この記事では、糖尿病網膜症の原因、症状、進行、そして失明を防ぐための治療法や予防策について、眼科医の監修のもと分かりやすく解説します。
1. 糖尿病網膜症とは?高血糖が引き起こす目の病気
糖尿病網膜症は、糖尿病によって高血糖状態が続くことで、目の奥にある網膜という光を感じる組織の血管が損傷することによって起こる病気です。
網膜には、非常に細い血管が張り巡らされており、高血糖によってこれらの血管がもろくなったり、詰まったり、出血したり、異常な血管(新生血管)が生えてきたりします。これらの変化が進行することで、視力低下や失明につながる可能性があります。
2. 糖尿病網膜症の進行:初期には自覚症状がない
糖尿病網膜症の最も怖い点は、初期にはほとんど自覚症状がないことです。視力低下などの症状が現れたときには、病状がかなり進行している場合があります。
糖尿病網膜症は、一般的に以下の段階を経て進行します。
- 単純網膜症: 網膜の細い血管が損傷し、小さな出血や血管の瘤(毛細血管瘤)などが現れます。この段階では、視力に影響が出ることはほとんどありません。
- 前増殖網膜症: 網膜の血管が詰まり始め、網膜への酸素供給が不足してきます。これにより、網膜に虚血状態が生じ、血管を新生させるための物質(VEGFなど)が放出されます。まだ新生血管は現れていませんが、進行すると増殖網膜症に移行するリスクが高まります。
- 増殖網膜症: 酸素不足となった網膜から放出された物質によって、新しい異常な血管(新生血管)が生えてきます。この新生血管は非常にもろく、破れやすいため、硝子体出血(眼球内の出血)や牽引性網膜剥離(網膜が引っ張られて剥がれる)を引き起こし、急激な視力低下や失明につながる可能性があります。
3. 糖尿病網膜症の症状:進行すると視力低下や歪みが
病状が進行すると、以下のような症状が現れることがあります。
- 目がかすむ
- 視力低下
- ものが歪んで見える
- 視野の中に黒い点やゴミのようなものが見える(飛蚊症)
- 視野の一部が欠ける
- 急激な視力低下(硝子体出血や網膜剥離による)
これらの症状が現れた場合は、すぐに眼科を受診する必要があります。
4. 糖尿病網膜症の診断:眼科での精密な検査
糖尿病網膜症の診断には、眼科での精密な検査が必要です。主な検査には以下のものがあります。
- 視力検査: 現在の視力を測定します。
- 眼圧検査: 眼球内の圧力を測定します。
- 細隙灯顕微鏡検査: 目の前の方から光を当て、角膜、水晶体、硝子体などを詳しく観察します。
- 眼底検査: 瞳孔を開いて、網膜や視神経の状態を詳しく観察します。必要に応じて、散瞳薬を使用します。
- 蛍光眼底造影検査: 腕の血管から造影剤を注射し、網膜の血管の状態を連続的に撮影する検査です。血管の損傷や新生血管の有無、血液の流れなどを詳しく調べることができます。
- 光干渉断層計(OCT)検査: 網膜の断面を光学的に画像化する検査です。網膜の腫れや剥離などを詳しく評価できます。
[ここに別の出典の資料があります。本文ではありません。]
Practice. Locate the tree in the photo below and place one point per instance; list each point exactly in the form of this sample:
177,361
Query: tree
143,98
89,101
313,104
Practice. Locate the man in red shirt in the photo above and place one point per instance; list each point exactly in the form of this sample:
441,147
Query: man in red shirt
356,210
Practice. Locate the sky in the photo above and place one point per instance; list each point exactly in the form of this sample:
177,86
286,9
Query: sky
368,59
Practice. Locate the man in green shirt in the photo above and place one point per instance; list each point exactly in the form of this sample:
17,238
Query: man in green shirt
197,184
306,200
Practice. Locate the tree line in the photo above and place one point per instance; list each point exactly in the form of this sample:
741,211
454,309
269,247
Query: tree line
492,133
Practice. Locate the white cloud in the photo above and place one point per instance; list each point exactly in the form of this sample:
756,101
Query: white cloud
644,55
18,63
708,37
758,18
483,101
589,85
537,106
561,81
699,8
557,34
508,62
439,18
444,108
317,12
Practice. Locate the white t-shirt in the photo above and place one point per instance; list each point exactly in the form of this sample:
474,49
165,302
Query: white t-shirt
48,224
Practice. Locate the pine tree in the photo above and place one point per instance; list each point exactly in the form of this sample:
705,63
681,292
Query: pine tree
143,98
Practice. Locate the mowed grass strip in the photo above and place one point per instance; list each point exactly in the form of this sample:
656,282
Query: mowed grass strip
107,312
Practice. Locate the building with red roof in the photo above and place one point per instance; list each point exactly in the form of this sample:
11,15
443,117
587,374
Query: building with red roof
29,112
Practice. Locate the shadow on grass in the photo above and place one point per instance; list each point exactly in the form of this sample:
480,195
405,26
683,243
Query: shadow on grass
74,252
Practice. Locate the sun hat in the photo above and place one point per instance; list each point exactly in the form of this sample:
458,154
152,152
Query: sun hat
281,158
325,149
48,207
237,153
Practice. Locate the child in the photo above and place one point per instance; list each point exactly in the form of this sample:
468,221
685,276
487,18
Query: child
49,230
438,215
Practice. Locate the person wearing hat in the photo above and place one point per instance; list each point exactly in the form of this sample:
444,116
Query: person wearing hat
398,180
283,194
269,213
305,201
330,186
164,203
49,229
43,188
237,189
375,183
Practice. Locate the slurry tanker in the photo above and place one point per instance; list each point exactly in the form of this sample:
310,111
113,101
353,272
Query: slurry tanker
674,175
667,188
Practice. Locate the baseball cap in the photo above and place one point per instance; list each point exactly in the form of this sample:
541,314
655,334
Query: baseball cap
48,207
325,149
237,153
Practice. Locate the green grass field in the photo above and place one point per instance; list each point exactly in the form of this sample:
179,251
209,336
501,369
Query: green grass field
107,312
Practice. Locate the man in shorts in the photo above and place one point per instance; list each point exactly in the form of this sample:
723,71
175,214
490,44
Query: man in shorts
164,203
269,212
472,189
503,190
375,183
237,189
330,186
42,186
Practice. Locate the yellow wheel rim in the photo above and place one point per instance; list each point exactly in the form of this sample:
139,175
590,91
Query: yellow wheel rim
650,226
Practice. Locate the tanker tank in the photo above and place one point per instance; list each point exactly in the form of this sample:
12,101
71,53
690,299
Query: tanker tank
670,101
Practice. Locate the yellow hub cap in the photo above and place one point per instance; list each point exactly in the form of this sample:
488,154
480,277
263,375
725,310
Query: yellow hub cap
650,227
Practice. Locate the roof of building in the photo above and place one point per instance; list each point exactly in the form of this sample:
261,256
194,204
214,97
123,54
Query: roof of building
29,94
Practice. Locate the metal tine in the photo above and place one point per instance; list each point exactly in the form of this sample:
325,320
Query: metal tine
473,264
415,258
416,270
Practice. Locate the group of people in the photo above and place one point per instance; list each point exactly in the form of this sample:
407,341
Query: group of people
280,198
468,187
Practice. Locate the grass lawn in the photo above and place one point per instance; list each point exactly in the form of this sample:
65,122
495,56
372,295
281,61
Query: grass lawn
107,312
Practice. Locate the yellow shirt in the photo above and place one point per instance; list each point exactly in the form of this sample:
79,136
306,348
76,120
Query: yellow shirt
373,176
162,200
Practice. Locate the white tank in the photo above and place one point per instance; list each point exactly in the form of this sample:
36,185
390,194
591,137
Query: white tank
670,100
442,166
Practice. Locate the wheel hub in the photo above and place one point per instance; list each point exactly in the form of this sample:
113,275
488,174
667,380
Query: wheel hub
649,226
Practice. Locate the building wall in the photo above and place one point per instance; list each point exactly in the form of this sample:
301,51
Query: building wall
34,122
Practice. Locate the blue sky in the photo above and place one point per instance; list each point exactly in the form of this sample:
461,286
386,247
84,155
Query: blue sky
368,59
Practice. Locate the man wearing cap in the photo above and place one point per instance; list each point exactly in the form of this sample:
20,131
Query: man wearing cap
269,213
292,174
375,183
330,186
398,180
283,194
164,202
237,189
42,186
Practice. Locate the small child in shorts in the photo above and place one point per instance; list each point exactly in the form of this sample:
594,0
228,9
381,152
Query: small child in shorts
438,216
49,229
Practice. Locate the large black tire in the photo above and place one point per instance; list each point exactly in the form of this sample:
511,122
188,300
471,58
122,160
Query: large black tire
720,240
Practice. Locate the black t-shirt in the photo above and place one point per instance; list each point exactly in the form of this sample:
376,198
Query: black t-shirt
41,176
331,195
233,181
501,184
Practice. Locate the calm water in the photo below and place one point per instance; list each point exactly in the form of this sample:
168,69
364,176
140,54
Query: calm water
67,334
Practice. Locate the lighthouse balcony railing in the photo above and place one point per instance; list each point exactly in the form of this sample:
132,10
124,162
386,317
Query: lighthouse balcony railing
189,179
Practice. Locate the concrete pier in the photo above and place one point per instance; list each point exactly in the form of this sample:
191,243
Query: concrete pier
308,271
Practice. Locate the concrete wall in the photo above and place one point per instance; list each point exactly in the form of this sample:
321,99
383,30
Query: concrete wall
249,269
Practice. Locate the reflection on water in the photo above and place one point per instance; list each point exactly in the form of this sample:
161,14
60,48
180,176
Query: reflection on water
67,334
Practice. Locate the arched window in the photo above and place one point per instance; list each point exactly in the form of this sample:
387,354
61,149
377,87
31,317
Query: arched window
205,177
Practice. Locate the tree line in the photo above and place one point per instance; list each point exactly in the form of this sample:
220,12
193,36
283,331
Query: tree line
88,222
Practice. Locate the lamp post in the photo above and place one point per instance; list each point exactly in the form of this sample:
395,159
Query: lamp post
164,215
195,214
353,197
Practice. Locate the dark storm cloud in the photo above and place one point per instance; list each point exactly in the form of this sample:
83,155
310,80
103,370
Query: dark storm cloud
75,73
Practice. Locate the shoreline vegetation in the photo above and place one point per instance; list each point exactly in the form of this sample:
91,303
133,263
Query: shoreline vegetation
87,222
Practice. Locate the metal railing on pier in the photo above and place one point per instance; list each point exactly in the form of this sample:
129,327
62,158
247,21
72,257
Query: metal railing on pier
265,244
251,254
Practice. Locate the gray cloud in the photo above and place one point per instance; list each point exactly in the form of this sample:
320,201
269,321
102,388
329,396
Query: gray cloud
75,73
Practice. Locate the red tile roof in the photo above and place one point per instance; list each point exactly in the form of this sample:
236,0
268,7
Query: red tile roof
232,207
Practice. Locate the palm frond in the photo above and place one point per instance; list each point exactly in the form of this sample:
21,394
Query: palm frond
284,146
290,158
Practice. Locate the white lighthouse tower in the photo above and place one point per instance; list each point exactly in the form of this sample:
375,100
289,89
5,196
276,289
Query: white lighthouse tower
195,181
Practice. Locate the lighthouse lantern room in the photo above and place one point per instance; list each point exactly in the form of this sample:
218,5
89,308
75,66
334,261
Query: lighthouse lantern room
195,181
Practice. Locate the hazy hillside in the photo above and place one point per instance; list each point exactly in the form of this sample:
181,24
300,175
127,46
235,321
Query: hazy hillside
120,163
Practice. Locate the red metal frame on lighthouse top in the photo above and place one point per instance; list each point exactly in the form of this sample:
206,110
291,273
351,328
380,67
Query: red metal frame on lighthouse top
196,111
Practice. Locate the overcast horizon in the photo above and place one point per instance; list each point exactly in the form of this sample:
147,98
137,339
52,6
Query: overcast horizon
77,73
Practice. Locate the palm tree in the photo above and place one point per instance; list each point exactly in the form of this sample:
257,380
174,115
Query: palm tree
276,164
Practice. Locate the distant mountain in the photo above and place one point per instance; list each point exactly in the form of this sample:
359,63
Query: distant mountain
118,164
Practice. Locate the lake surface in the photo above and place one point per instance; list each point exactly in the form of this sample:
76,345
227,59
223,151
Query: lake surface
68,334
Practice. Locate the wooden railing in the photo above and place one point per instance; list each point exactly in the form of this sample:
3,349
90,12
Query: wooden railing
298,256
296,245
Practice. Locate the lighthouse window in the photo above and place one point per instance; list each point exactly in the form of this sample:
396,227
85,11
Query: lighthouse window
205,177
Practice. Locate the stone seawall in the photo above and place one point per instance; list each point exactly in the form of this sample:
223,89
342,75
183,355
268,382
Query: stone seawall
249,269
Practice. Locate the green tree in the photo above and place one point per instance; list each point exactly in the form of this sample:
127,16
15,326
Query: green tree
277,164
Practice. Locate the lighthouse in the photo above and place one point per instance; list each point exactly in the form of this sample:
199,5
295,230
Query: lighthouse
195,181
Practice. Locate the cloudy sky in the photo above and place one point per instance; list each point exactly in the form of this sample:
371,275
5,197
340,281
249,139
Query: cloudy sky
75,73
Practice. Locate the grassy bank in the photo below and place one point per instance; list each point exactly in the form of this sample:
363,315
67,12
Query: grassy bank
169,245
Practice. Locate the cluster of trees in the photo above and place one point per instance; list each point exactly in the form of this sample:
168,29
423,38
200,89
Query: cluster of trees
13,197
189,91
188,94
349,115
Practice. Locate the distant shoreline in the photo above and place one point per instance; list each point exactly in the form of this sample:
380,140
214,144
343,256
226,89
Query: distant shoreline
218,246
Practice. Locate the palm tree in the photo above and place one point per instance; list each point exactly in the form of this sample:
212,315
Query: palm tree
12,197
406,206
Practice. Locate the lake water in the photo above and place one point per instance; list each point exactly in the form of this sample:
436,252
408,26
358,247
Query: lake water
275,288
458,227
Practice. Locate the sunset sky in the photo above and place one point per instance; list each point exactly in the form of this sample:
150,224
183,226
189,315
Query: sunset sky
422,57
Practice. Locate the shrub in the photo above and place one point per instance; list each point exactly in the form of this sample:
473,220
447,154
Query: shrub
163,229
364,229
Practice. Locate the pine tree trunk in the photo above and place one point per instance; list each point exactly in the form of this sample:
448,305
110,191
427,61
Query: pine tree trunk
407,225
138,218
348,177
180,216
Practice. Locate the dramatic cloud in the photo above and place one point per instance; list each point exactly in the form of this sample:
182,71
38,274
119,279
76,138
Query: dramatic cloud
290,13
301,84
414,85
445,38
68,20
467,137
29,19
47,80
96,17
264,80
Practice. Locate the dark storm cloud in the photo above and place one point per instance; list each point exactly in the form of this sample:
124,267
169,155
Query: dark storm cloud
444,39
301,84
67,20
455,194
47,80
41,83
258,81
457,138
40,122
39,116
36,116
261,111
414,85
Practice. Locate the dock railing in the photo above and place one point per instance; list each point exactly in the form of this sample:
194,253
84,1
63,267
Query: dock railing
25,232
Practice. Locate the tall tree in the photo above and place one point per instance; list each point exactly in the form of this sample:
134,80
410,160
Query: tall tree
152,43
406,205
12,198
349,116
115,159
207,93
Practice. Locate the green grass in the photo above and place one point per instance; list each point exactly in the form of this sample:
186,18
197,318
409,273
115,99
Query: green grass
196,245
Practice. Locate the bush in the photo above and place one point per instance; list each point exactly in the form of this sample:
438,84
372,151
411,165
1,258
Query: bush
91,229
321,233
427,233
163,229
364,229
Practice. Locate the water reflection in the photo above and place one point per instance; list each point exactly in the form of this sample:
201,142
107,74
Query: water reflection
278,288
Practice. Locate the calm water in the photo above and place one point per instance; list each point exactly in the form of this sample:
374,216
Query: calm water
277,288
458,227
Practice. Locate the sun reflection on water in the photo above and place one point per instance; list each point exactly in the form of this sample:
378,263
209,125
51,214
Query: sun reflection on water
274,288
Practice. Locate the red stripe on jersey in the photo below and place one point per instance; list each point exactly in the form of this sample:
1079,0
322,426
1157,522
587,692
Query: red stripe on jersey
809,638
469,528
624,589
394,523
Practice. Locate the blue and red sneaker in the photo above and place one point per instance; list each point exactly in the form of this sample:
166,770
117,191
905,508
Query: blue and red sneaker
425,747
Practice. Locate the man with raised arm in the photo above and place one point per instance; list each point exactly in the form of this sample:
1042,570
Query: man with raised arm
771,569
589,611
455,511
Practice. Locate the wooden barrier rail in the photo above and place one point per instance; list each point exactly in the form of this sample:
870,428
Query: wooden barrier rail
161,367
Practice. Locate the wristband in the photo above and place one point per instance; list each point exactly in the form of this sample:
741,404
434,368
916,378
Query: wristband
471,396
これらの検査結果に基づいて、糖尿病網膜症の進行度合いや治療方針が決定されます。
5. 糖尿病網膜症の治療:進行度合いに応じた治療法
糖尿病網膜症の治療は、病気の進行度合いによって異なります。主な治療法は以下の通りです。
- 血糖コントロール: 最も基本的な治療であり、すべての段階で重要です。良好な血糖コントロールを維持することで、網膜症の進行を遅らせたり、予防したりすることができます。
- レーザー光凝固療法: 網膜の損傷した血管や新生血管をレーザー光で焼き固める治療法です。新生血管の発生や増殖を抑制し、硝子体出血や網膜剥離のリスクを減らす効果があります。
- 抗VEGF療法: 新生血管の成長を促すVEGF(血管内皮増殖因子)という物質の働きを抑える薬を、眼球内に注射する治療法です。新生血管を退縮させ、網膜の状態を改善する効果が期待できます。
- 硝子体手術: 硝子体出血がひどい場合や、牽引性網膜剥離が起こった場合などに行われる手術です。眼球内の出血を取り除いたり、網膜の剥離を修復したりします。
治療法は、患者さんの病状や全身状態、ライフスタイルなどを考慮して、眼科医が個別に決定します。
6. 糖尿病網膜症の予防:早期発見と血糖コントロールが鍵
糖尿病網膜症の進行を抑え、失明を防ぐためには、早期発見と良好な血糖コントロールが非常に重要です。
- 定期的な眼科検診: 糖尿病と診断されたら、自覚症状がなくても定期的に眼科検診を受けましょう。眼科医の指示に従い、適切な間隔で検査を受けることが大切です。
- 良好な血糖コントロール: HbA1cなどの指標を参考に、医師の指導のもとで血糖コントロールをしっかりと行いましょう。食事療法、運動療法、薬物療法を適切に行うことが重要です。
- 血圧・脂質管理: 高血圧や脂質異常症も網膜症の進行を促進する可能性があるため、血圧や脂質も適切に管理しましょう。
- 禁煙: 喫煙は血管に悪影響を及ぼし、網膜症のリスクを高めます。禁煙を強くお勧めします。
まとめ:定期的な眼科検診と適切な管理で失明を防ぎましょう
糖尿病網膜症は、初期には自覚症状がないため、気づかないうちに進行してしまう可能性があります。しかし、定期的な眼科検診を受け、早期に発見し、適切な治療と血糖コントロールを行うことで、失明のリスクを大幅に減らすことができます。
目の異常を感じたら、決して自己判断せずに、すぐに眼科を受診してください。あなたの目の健康を守るために、今日からできることを始めましょう。